By Keith B. Richburg|Washington Post

Liu Xiaobo, one of the authors of Charter 08, was sentenced to 11 years in prison on Christmas day last year.

BEIJING – China braced Friday for the awarding of the Nobel Peace Prize to imprisoned human rights advocate Liu Xiaobo, blocking broadcasts of the ceremony and tightening its grip on activists to prevent them from celebrating the honor in any way.

The Web sites of the BBC, CNN, Britain’s Channel 4 and Norwegian television NRK were blocked starting Thursday, preventing live streaming. On Friday, CNN and BBC television broadcasts were on the air for people with satellite dishes, but with intermittent blackouts during some segments.

Various news Web sites remained inaccessible, with a message saying the sites are “temporarily unavailable.”

Some Beijing cafe and restaurant owners have been warned by police not to allow any Nobel celebrations or demonstrations at their establishments. One cafe owner, who asked not to be quoted by name, was called to the local police station in the Gulou, or Drum Tower, area and warned that “overseas reactionary forces” might try to “instigate” some actions on Friday night.

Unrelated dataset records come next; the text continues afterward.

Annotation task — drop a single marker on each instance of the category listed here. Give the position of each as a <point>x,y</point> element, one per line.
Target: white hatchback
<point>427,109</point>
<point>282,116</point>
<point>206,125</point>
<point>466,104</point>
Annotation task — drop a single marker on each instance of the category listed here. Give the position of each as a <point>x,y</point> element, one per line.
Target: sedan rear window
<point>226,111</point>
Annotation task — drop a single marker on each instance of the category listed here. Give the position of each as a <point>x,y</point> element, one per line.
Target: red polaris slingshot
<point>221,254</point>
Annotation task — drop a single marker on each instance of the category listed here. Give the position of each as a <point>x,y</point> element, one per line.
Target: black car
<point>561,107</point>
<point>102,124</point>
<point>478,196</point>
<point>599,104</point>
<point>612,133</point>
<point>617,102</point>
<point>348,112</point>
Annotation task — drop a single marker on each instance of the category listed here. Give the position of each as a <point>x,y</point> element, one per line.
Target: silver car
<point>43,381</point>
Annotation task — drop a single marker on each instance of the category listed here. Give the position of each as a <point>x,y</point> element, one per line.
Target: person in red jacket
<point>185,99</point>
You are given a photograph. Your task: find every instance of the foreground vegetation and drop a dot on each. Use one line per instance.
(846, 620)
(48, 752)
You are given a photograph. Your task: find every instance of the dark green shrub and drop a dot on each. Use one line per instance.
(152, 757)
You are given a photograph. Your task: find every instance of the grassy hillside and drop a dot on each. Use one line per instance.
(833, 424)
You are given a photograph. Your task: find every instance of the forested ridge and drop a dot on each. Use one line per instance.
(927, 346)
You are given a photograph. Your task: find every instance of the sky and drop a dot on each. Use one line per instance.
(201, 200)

China has prohibited Liu and his family members from leaving China to attend Friday’s ceremony in Oslo. Nobel committee organizers said the jailed intellectual would be represented by an empty chair – the first time the award will not be presented to a laureate in person since 1936, when Carl von Ossietzky, a German pacifist jailed by the Nazi regime, was prevented from attending the ceremony.